Singlet scalars as Higgs imposters at the Large Hadron Collider

TL;DR

The paper investigates whether an electroweak singlet scalar $S$ with loop-induced dimension-five couplings to vector bosons can mimic a Standard Model Higgs signal at the LHC. It shows that the singlet naturally yields a hierarchy of diboson decay widths, with production dominated by $gg$ fusion and decays into $gg$, $\gamma\gamma$, and $Z\gamma$ typically outweighing $WW$ and $ZZ$ when $m_S \lesssim 2m_W$, while production and decays remain calculable via the introduced couplings. Crucially, the $\gamma\gamma$ and $Z\gamma$ branching fractions can be enhanced by factors of order $10$–$30$ relative to the SM Higgs, enabling potentially observable resonances even for $m_S$ above the $WW$ threshold. The authors perform detailed LHC phenomenology for $\sqrt{s}=7$ and $14$ TeV, including backgrounds and selection cuts, and show that diphoton searches can provide early discovery reach for moderate enhancements, with the $Z\gamma$ channel offering complementary sensitivity.

Abstract

An electroweak singlet scalar can couple to pairs of vector bosons through loop-induced dimension five operators.
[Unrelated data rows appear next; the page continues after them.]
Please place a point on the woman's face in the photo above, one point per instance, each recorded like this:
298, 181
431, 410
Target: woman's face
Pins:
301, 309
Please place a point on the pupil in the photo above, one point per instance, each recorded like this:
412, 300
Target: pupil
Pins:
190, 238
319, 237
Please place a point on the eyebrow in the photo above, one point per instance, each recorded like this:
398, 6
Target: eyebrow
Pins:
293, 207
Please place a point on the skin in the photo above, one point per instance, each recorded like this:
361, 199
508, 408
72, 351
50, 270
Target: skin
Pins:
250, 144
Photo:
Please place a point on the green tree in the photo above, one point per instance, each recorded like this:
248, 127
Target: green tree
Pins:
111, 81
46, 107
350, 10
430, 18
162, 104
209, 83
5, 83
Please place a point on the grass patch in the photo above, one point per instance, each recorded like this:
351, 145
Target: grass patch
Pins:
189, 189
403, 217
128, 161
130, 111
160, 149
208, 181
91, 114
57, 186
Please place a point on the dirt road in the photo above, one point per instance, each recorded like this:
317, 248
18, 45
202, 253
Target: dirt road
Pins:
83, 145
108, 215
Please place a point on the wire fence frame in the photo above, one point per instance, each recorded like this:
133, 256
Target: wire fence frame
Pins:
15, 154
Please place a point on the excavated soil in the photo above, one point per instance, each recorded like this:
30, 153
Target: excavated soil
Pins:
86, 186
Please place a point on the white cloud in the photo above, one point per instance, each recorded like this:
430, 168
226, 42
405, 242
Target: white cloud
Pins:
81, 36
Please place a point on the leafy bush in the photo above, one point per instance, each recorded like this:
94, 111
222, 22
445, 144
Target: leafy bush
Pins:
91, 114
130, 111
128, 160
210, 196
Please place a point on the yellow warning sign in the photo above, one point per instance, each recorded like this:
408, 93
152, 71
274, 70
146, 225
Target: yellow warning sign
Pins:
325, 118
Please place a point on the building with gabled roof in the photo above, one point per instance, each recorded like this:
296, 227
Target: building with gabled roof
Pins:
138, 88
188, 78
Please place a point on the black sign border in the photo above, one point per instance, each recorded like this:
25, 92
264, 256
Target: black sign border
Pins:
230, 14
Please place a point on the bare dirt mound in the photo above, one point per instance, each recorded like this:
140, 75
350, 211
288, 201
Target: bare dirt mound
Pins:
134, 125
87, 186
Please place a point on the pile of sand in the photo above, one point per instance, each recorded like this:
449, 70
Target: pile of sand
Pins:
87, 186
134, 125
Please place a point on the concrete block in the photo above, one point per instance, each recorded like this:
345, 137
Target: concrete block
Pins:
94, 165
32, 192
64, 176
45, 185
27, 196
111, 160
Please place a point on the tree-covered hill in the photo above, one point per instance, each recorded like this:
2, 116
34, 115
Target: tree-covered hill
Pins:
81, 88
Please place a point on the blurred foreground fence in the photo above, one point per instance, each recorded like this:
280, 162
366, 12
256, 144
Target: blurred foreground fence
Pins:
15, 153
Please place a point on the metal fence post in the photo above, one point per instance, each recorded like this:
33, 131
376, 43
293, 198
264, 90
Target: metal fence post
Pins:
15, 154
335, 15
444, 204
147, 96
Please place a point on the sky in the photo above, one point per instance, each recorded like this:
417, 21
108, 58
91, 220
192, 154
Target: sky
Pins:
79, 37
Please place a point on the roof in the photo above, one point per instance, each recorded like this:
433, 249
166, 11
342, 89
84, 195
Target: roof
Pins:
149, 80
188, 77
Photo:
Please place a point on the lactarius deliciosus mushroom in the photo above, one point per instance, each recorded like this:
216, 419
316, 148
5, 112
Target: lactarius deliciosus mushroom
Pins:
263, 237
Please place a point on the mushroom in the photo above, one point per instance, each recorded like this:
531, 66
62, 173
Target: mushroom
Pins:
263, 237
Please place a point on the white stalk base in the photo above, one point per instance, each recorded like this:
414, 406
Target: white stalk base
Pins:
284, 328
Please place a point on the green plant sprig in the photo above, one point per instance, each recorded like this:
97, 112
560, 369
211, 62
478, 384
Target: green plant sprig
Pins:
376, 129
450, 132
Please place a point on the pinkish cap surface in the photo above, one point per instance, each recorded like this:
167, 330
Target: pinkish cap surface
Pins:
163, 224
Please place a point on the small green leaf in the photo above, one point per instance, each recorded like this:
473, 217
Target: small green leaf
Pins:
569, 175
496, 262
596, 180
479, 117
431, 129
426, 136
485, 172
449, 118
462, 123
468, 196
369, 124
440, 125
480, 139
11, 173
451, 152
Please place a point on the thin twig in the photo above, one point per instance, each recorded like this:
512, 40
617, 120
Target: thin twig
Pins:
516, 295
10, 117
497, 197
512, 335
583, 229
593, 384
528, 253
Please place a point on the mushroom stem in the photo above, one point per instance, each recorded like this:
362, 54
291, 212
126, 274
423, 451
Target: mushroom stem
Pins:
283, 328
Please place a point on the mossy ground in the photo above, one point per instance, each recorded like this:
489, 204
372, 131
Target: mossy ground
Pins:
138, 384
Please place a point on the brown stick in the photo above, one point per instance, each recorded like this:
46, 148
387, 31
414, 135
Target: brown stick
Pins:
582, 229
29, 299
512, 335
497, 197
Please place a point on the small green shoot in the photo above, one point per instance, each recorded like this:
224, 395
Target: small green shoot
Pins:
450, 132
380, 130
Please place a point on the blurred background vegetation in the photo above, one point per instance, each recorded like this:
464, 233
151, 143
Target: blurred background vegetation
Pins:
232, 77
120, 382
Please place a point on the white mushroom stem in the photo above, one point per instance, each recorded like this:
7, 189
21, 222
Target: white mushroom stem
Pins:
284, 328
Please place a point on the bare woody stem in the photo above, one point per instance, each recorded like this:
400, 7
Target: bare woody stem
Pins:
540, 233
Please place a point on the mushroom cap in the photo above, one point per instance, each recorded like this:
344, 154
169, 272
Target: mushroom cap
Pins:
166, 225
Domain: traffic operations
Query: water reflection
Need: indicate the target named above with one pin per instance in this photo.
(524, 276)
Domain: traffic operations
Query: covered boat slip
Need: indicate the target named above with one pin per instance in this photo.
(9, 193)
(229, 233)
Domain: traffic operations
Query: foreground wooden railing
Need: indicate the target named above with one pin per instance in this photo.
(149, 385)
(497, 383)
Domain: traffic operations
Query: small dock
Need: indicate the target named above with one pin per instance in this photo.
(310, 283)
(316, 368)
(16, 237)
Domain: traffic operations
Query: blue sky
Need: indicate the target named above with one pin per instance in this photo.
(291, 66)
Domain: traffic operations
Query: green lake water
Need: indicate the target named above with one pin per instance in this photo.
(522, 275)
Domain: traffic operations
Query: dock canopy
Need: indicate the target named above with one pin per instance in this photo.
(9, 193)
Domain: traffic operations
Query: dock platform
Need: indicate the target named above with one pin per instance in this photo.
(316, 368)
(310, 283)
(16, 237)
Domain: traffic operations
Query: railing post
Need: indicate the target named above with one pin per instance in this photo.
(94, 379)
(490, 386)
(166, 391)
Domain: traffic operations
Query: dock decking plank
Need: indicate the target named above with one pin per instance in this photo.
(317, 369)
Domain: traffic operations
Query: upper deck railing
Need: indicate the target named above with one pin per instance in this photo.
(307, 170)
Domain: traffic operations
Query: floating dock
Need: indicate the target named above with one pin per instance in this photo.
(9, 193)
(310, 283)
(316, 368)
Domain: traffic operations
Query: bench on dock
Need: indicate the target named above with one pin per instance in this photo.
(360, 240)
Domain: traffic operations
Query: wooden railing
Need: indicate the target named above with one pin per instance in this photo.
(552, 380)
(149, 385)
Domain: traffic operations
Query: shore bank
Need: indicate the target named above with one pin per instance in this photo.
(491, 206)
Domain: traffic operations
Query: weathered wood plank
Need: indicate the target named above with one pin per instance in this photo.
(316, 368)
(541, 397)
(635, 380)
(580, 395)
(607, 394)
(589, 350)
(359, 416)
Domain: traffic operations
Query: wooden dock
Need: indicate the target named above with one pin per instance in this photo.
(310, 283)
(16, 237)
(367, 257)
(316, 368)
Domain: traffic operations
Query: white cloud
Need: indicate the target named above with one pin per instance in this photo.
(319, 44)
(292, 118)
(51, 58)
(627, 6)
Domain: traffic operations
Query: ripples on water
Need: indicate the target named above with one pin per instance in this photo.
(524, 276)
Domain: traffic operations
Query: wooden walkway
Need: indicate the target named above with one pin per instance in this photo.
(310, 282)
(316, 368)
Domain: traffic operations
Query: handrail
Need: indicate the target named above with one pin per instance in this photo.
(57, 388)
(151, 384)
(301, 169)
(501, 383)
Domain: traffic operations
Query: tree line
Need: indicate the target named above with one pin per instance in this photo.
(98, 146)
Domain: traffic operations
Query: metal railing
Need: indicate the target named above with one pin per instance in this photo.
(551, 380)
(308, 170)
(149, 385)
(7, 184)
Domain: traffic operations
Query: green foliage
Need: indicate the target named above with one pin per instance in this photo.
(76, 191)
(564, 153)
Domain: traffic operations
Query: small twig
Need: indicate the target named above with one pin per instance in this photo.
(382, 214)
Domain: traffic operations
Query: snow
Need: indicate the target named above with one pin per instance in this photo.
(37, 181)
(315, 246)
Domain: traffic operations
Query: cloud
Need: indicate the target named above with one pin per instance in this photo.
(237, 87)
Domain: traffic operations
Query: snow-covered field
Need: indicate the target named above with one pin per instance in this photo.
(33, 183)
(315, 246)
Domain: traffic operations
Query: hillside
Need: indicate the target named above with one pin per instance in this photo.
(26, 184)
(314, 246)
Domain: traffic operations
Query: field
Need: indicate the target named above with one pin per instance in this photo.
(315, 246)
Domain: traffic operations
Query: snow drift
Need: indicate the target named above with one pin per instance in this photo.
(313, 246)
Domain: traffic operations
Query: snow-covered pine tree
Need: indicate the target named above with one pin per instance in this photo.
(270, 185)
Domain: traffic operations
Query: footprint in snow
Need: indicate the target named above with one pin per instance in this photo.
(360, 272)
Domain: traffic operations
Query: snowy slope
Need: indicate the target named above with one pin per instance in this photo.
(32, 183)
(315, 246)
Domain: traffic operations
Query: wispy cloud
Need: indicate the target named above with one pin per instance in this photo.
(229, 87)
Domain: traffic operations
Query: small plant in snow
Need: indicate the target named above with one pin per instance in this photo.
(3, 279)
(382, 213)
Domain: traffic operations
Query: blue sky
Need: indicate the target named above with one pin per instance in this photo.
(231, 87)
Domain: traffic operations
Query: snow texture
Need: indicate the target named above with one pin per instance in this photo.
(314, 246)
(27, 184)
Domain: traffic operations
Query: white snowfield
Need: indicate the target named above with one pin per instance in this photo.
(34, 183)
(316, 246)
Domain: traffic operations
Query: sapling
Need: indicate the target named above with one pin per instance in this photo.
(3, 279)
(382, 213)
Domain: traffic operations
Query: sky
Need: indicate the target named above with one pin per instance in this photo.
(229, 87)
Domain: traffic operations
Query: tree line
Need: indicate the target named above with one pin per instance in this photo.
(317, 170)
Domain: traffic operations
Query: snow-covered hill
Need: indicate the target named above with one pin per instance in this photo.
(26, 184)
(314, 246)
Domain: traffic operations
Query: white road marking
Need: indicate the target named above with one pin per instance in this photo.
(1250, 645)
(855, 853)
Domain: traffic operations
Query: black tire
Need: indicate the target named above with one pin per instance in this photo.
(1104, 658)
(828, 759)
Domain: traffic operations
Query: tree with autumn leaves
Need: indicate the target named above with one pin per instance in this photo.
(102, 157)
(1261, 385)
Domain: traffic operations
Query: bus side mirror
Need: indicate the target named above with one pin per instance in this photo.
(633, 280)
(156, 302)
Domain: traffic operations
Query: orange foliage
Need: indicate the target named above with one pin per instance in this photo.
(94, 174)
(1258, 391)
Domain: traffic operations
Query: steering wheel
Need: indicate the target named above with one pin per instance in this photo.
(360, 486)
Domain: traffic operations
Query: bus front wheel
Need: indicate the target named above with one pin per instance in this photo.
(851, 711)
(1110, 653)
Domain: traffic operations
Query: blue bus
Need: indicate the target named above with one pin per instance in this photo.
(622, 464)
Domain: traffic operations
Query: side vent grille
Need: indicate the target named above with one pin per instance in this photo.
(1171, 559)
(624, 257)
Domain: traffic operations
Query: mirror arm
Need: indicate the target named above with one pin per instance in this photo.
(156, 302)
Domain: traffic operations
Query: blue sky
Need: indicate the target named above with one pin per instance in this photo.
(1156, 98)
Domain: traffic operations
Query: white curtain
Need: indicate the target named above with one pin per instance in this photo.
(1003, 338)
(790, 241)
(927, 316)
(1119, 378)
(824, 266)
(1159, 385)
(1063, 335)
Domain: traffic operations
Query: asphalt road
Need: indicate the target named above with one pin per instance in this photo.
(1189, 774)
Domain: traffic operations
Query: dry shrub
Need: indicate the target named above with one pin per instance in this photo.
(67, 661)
Compared to a Standard Model Higgs boson, the singlet decay widths in the diphotons and Z gamma channels are generically enhanced, while decays into massive final states like WW and ZZ are kinematically disfavored. The overall event rates into gamma gamma and Z gamma can exceed the Standard Model expectations by orders of magnitude. Such a singlet may appear as a resonant signal in the gamma gamma and Z gamma channels, even with a mass above the WW kinematic threshold.

Figures (8)

• Figure 1: Enhancement in the event rate of a 115 GeV$/c^2$ Higgs boson versus the number of extra generations. Each generation includes one quark doublet and one lepton doublet.
• Figure 2: Decay branching fractions of a singlet scalar $S$ with $m_S=115$ GeV$/c^2$ into pairs of electroweak vector bosons. In the plot we assume the production rate of $S$ is the same as that of a SM Higgs with the same mass. In general the $\gamma\gamma$ mode has the largest branching fraction, followed by $Z\gamma$, $WW$, and $ZZ$ channels.
• Figure 3: Decay branching fractions of a singlet scalar $S$ into pairs vector bosons as a function of mass, for three different choices of $\kappa_W$ and $\kappa_B$, assuming a SM coupling strength to gluons. For comparison the branching fractions for a SM Higgs boson is also shown in the lower-right figure.
• Figure 4: Enhancement of $B\sigma(gg\to S\to \gamma\gamma)$ and $B\sigma(gg\to S\to Z\gamma)$ relative to the SM for $m_S=115$ GeV$/c^2$. Top two plots assume the same production rate as in the SM while the bottom plots assume 10% of the SM production. Enhancements of ${\cal O}(10 - 30)$ are seen for both the $\gamma\gamma$ and $Z\gamma$ modes.
• Figure 5: Distributions of $M_{\gamma\gamma}$ from pseudo-experiments for $M_S=115$ and 165 GeV$/c^2$ and $\sqrt s=7$ TeV for 10 fb$^{-1}$ of integrated luminosity. The background subtracted distribution more clearly shows the possible $\gamma \gamma$ peak.